The framing matters because of the size gap. MuSViT ships as an 85M-parameter encoder plus a 25M-parameter light variant, and the authors pit both against much larger general-purpose baselines including a DINOv3-7B model. Under linear probing on full-page music score recognition, the authors report a Symbol Error Rate of 16.4% for MuSViT versus 48.6% for PaliGemma 2, 51.0% for Qwen3-VL and 56.9% for DINOv3-7B. Fine-tuned, MuSViT reports 10.9% SER against a task-specific state-of-the-art the paper puts at 20.0%. On music symbol detection, linear-probed MuSViT reports 79.7% mAP against 70.4% for DINOv3-7B.

The recipe behind those numbers is a two-stage curriculum. Stage one is a synthetic warm-up on DeepScoresV2 at 512×512 with a 50% mask ratio; stage two is MAE on the full IMSLP corpus at 1,024×1,024 with a 70% mask ratio. The authors say training directly on IMSLP without the warm-up causes dimensional collapse, so they describe the curriculum as necessary rather than merely beneficial. An embedding-transcription consistency analysis then reports positive Pearson correlations for MuSViT around 0.606 and 0.665, where general-purpose encoders come out negative. The authors read that as evidence MuSViT is actually encoding symbolic musical structure in its representation space rather than treating the page as generic pixels.

The honest caveat is that this is one research paper doing its own benchmarking on its own suite, and OMR has a contested state-of-the-art picture across historical corpora. What the write-up does not really give you is how the encoder holds up on adversarial inputs, degraded scans well outside the IMSLP distribution, notations outside Common Western Music Notation and mensural, or when it is dropped into a full engraving-to-MusicXML pipeline rather than a benchmark head. Take the reported specifics as reported, not as settled community consensus.

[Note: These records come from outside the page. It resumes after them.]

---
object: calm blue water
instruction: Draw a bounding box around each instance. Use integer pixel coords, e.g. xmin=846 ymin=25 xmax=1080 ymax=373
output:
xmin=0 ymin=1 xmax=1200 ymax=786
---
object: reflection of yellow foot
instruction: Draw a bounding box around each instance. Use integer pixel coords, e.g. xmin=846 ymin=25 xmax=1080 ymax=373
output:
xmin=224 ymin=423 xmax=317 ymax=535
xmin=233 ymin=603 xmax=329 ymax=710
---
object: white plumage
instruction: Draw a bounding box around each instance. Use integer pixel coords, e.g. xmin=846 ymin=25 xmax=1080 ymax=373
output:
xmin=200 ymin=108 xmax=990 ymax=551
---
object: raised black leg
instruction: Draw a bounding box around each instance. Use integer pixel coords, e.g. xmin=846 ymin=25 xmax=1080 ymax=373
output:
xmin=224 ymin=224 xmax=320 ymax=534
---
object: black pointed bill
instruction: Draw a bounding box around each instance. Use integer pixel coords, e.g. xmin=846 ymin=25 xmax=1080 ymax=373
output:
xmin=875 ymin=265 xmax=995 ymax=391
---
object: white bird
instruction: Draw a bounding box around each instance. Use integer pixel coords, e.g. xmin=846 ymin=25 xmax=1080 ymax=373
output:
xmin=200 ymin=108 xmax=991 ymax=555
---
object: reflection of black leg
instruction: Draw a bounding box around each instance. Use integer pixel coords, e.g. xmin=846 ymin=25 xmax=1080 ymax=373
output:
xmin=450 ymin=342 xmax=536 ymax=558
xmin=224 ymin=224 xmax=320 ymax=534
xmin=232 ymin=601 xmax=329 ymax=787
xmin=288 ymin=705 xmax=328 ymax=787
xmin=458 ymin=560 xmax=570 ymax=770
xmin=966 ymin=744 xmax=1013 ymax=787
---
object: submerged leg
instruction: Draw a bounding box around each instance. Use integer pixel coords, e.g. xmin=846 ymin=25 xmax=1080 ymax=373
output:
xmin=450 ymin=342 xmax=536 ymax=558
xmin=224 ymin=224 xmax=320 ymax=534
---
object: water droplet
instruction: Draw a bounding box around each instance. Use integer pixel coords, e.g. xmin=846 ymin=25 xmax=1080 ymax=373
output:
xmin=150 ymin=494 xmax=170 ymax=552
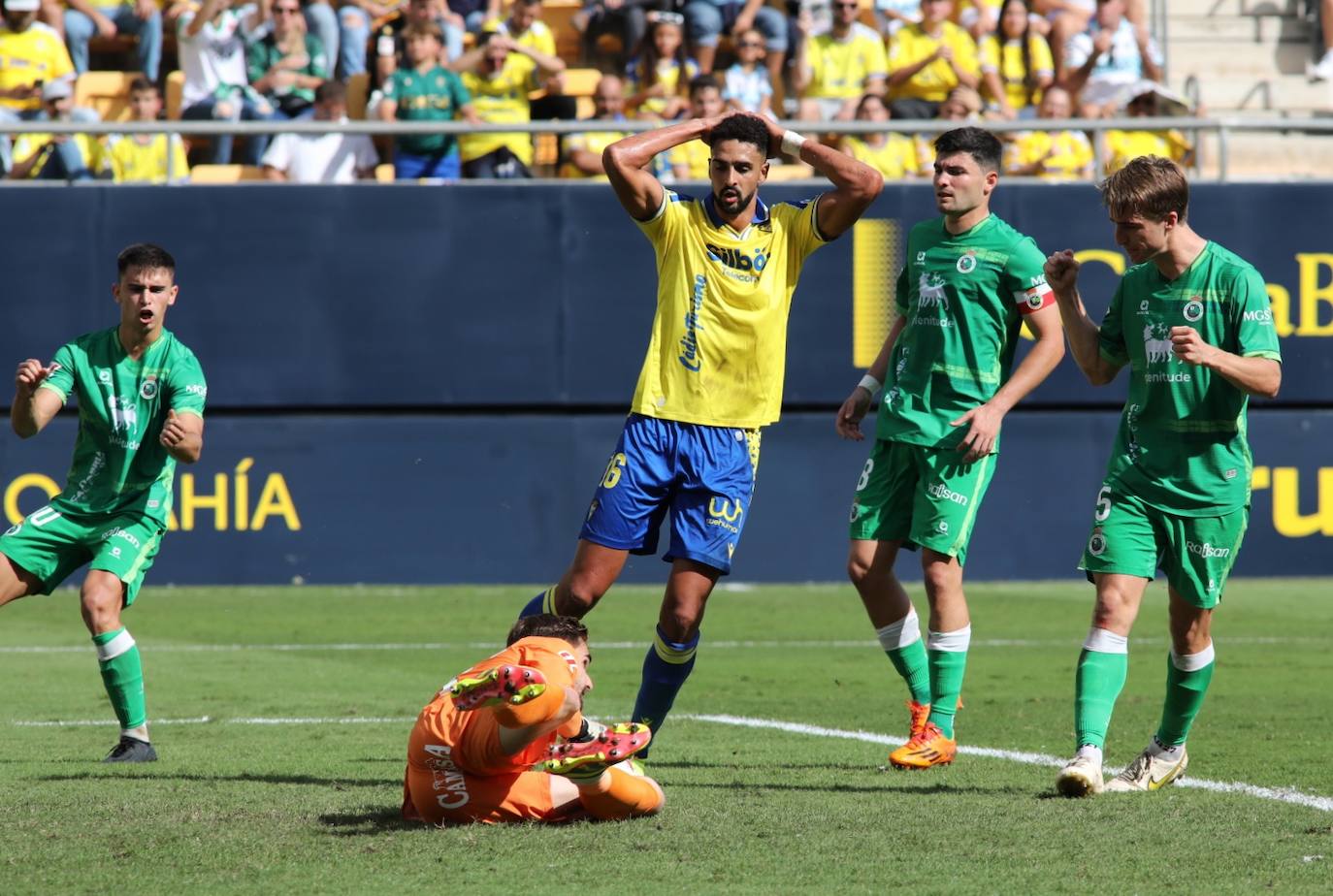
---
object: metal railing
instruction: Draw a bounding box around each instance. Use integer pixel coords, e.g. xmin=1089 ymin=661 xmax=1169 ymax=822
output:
xmin=0 ymin=116 xmax=1333 ymax=181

Still, the direction is what interests me. If a domain-specific 85M ViT can outrun a 7B general model on structured symbolic pages, the read-across is that other structured 2D document genres, chemistry drawings, circuit schematics, engineering diagrams, are probably sitting on similar unclaimed foundation-model gains for whichever teams are willing to curate the corpus.